Sensitivity can pose a major challenge in diagnostic assays because diagnostic proteins can exist at levels too low to be reliably detected with current technology. Radioactive detection methods can be used but these systems are expensive and hazardous to use. Lumiphore’s reagents are the ideal solution for low-level protein detection. Continued efforts to automate diagnostic tests require reagents that function well in homogeneous formats, and Lumiphore’s lanthanide compounds are ideally suited to homogeneous assays. Lumiphore’s compounds can be multiplexed, enabling the detection of multiple analytes from a single clinical sample, leading to faster test times at lower cost.

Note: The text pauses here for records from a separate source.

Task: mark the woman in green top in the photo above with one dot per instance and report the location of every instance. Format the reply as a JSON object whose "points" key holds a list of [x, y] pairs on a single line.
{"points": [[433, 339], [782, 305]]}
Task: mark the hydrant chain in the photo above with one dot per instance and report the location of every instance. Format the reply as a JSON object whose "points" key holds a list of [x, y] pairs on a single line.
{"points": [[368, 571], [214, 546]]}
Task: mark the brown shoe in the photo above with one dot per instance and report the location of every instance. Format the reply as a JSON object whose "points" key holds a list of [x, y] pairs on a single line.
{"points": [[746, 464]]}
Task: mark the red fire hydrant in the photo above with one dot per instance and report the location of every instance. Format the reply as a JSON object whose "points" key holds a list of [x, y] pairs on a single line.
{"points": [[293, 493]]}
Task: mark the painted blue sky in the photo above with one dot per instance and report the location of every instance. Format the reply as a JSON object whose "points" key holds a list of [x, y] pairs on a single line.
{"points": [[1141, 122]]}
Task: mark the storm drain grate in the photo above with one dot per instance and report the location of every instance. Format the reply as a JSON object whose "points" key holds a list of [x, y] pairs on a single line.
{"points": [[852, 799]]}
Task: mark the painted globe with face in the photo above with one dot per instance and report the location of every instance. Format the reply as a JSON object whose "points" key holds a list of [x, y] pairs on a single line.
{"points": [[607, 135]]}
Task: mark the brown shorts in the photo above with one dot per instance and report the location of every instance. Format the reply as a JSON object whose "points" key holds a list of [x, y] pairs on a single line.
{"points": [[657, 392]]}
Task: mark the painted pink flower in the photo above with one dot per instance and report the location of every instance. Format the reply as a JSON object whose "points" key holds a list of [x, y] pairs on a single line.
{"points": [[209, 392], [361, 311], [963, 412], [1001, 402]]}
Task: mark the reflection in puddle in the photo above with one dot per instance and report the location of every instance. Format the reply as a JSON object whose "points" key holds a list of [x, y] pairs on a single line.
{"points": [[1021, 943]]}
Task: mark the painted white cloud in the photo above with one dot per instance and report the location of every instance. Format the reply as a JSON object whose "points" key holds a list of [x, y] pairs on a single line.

Over the last ten years, pharmaceutical discovery has focused on screening large libraries of chemical compounds against disease targets of interest to find potential drug leads for further testing. In a single HTS facility, hundreds of thousands of compounds are repeatedly tested each year against about 50-100 targets. Current total spending on HTS, including equipment and consumables, is estimated to exceed $2 billion. Consumables alone are expected to account for nearly $1 billion in sales by 2005. Fluorescent reagents have been rapidly embraced by the HTS industry as a means to reduce its reliance on radioactive assays and to enable new assay methods. However, as the number of targets and compounds being screened has increased, the industry has begun to look for ways of lowering screening costs by reducing assay volumes. Miniaturization reduces the amounts of compounds and reagents used in the assays. But progress in miniaturization has slowed in recent years because of limits in handling small liquid volumes, and because of limits in the sensitivity of detection systems. Many of the predicted advances from 384-well microplates to 1536-well microplates have been delayed because of these problems with liquid handling. Overcoming these problems has not been a priority, however, since in the absence of better detection methods, the benefits of such small volumes cannot be utilized. Lumiphore’s technology will push miniaturization over this plateau and dramatically reduce screening costs.
Lumiphore’s lanthanide compounds can be used with the current instrumentation that companies already have in place. For example, instruments such as Amersham’s LEADseeker and Farcyte, and PerkinElmer’s Victor (II and V) and Envision, are widely used in HTS facilities and perform time-resolved measurements. Interestingly, several companies have developed time-resolved instruments for lanthanide fluorescence detection without offering the reagents.